Peter Buri souffre d’une dystrophie musculaire. Il vit et travaille depuis treize à la Fondation Rossfeld. Aujourd’hui le plan d’économie bernois lui fait craindre pour son avenir.

Peter Buri souffre d’une dystrophie musculaire. Il vit et travaille depuis treize à la Fondation Rossfeld. Aujourd’hui le plan d’économie bernois lui fait craindre pour son avenir. Image: ALINE STAUB

Signaler une erreur

Vous voulez communiquer un renseignement ou vous avez repéré une erreur ?

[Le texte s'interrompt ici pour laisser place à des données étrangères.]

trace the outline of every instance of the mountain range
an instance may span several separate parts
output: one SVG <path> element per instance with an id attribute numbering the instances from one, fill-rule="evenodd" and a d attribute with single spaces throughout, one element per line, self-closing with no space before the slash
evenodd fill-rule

Peter Buri a 25 ans. Il souffre d’une dystrophie musculaire et vit dans une chaise roulante. Depuis treize ans, il réside à la Fondation Rossfeld, à Berne, et travaille au centre administratif créé par l’institution. Mais aujourd’hui, il craint pour son avenir. En effet, le Canton de Berne doit se serrer la ceinture et a prévu un plan d’économie qui réduira les prestations destinées aux handicapés adultes, de 15,7 millions de francs en 2014, puis de 13 millions de francs supplémentaires en 2015. Si le projet est concrétisé, le foyer où il vit devra supprimer neuf postes à temps plein, soit une réduction de 21% du personnel. Les cinquante pensionnaires ne pourront plus recevoir les mêmes soins. «Nous devrons envisager de commencer à préparer nos pensionnaires au coucher après le repas du soir, pris à 18 heures. Ceux qui travaillent devront attendre pour leurs soins le matin et auront du retard. Et le nombre de douches pourrait passer de trois à une par semaine! décrit Edith Bieri, la directrice de la Fondation. Les handicapés n’ont pas une vie luxueuse. Nous sommes prêts à discuter, mais les coupes ne doivent pas être faites si rapidement et dans une telle ampleur.»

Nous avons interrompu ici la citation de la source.